A financeira Crefisa cobra a maior taxa de juros no cartão de crédito rotativo do Brasil, com 995,58% ao ano, enquanto a Zema, ligada ao governador de Minas Gerais, Romeu Zema, cobra 501,05%, segundo o Jornal do Brasil, com base em dados do Banco Central de maio de 2025. Essas taxas abusivas são um roubo legalizado contra o trabalhador, que recorre ao crédito para sobreviver à inflação e ao desemprego. A inação do governo Lula em regular o setor financeiro expõe sua negligência com o povo, enquanto bancos lucram bilhões. Para o brasileiro, que luta para pagar as contas, a mensagem é clara: o sistema financeiro precisa de freios, não de privilégios.

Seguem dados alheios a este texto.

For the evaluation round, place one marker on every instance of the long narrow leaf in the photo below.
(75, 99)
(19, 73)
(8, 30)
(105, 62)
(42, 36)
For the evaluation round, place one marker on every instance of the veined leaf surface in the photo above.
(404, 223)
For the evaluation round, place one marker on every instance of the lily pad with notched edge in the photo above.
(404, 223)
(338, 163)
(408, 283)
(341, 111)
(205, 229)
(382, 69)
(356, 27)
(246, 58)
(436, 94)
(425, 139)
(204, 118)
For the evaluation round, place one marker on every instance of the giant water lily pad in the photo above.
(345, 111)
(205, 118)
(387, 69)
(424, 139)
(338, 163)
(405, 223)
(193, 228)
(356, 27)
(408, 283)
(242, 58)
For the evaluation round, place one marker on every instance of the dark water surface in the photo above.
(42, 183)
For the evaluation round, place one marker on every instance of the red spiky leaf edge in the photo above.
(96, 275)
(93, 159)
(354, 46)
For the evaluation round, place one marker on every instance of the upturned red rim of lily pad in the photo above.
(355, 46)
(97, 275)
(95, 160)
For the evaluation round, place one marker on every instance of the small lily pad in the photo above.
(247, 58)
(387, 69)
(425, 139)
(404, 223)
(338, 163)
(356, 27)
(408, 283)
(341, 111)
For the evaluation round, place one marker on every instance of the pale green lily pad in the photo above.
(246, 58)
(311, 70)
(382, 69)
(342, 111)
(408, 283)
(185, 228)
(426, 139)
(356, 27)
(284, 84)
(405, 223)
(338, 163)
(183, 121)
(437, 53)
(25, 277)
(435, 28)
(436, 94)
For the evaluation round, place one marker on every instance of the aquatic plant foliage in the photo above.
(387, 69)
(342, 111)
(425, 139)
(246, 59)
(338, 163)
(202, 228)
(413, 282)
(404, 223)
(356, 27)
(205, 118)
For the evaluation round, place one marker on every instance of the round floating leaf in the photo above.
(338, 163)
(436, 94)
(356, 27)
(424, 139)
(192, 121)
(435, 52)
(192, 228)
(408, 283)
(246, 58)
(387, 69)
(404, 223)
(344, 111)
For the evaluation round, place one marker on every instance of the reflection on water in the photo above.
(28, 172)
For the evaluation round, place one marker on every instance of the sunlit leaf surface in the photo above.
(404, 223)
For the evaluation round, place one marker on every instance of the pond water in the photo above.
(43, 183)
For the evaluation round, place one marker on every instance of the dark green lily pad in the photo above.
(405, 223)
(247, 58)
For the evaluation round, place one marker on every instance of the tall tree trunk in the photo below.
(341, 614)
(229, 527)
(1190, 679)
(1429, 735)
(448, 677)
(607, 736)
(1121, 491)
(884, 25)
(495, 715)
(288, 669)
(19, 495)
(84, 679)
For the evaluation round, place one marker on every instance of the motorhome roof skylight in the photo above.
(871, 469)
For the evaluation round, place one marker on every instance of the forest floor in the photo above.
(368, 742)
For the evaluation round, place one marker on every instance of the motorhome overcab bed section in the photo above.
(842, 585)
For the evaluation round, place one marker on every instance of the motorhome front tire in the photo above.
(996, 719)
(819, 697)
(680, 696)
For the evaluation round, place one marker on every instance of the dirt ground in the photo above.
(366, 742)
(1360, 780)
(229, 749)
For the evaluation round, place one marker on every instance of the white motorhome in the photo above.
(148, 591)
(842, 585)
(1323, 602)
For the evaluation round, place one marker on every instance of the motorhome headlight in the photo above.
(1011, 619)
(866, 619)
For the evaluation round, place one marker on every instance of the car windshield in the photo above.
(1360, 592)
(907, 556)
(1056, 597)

O cartão de crédito rotativo, usado quando o consumidor não paga a fatura integral, é uma armadilha para milhões de brasileiros. Segundo o Banco Central, 30% dos usuários de cartão recorreram ao rotativo em 2024, com taxa média de 430% ao ano, a mais alta do mundo. A Crefisa, líder no ranking, atende principalmente trabalhadores informais, que representam 38% da força de trabalho, conforme o IBGE. A Zema, financeira do grupo do governador mineiro, também explora essa fatia, com empréstimos de fácil acesso, mas juros exorbitantes. Em 2024, os bancos lucraram R$ 150 bilhões, segundo a Febraban, enquanto 60 milhões de brasileiros estavam endividados, conforme a Serasa.
A falta de regulação, demonstra que o governo protege o setor financeiro em vez do consumidor. O Conselho Monetário Nacional, ligado ao Banco Central, tentou limitar os juros do rotativo em 2023, mas a medida foi revertida após pressão dos bancos. Enquanto isso, países como o Canadá, com juros médios de 20% no cartão, mostram que é possível equilibrar lucro e proteção ao cidadão.
As taxas de juros abusivas da Crefisa e Zema são um sintoma de um sistema financeiro que explora a vulnerabilidade do trabalhador. O governo Lula, que prometeu defender os mais pobres, falha ao permitir que bancos cobrem taxas que beiram o absurdo. A falta de regulação reflete a influência do setor financeiro sobre Brasília, enquanto o povo paga a conta com endividamento e empobrecimento. O brasileiro, que enfrenta uma inflação de 4,5% (IBGE, 2024), merece proteção contra a ganância dos bancos, não conivência do governo.
Os juros abusivos aprofundam a desigualdade, empurrando milhões para a inadimplência. Se o governo não regular o setor financeiro, o trabalhador continuará refém de bancos que lucram com sua miséria.